News|Articles|May 31, 2026

Adjuvant Selpercatinib Significantly Improves EFS in Early-Stage RET Fusion–Positive NSCLC

Author(s)Kristi Rosa
Fact checked by: Caroline Seymour

Adjuvant selpercatinib cut recurrence or death risk by 83% vs placebo in stage IB-IIIA RET fusion–positive NSCLC in LIBRETTO-432.

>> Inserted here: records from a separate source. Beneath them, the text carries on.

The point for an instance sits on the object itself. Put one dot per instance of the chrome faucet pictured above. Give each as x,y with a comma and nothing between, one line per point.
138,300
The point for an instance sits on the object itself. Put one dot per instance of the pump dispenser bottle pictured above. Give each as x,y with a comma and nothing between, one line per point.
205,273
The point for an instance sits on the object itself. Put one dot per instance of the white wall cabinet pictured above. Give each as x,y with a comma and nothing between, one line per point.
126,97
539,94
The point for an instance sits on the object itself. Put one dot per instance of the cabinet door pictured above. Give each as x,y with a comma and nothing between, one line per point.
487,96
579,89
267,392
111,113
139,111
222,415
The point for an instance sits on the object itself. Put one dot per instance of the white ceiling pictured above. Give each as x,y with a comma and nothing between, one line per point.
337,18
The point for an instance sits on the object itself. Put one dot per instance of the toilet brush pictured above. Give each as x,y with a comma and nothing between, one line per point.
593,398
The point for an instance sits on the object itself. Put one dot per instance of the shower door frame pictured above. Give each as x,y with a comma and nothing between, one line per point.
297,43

Selpercatinib (Retevmo) led to an 83% reduction in the risk of disease recurrence or death vs placebo when used in the adjuvant treatment of patients with stage II to IIIA, RET fusion–positive non–small cell lung cancer (NSCLC), according to primary data from the phase 3 LIBRETTO-432 study (NCT04819100) shared during a press briefing at the 2026 ASCO Annual Meeting.1

The event-free survival (EFS) improvement with selpercatinib was determined to be statistically significant, and the primary end point of the study was met. The 24-month EFS with selpercatinib was 91.5% (95% CI, 75.4%-97.2%) vs 61.1% (95% CI, 44.2%-74.3%) with placebo (HR, 0.172; 95% CI, 0.058-0.509; P = .0003).

“These results highlight the importance of testing for specific gene changes at the time of diagnosis of lung cancer to guide the best treatment choices,” Jonathan Goldman, MD, said in the presentation of the data. “Adjuvant selpercatinib should be considered as a new standard of care in early-stage RET fusion–positive lung cancer.”

RET-Driven Progress in Early-Stage NSCLC

  • Adjuvant selpercatinib significantly improved event-free survival (EFS) vs placebo in patients with stage II to IIIA RET fusion–positive NSCLC, reducing the risk of recurrence or death by 83%.
  • At 24 months, EFS rates were 91.5% with selpercatinib compared with 61.1% with placebo, meeting the primary end point of the phase 3 LIBRETTO-432 trial.
  • Investigators noted that these findings support routine molecular testing at diagnosis and position adjuvant selpercatinib as a potential new standard of care for early-stage RET fusion–positive lung cancer.

Goldman is a professor of medicine in the Hematology/Oncology Division at UCLA. He is the director of Clinical Trials in Thoracic Oncology and the associate director of Early Drug Development; he is also the chair of University of California Lung Cancer Consortium.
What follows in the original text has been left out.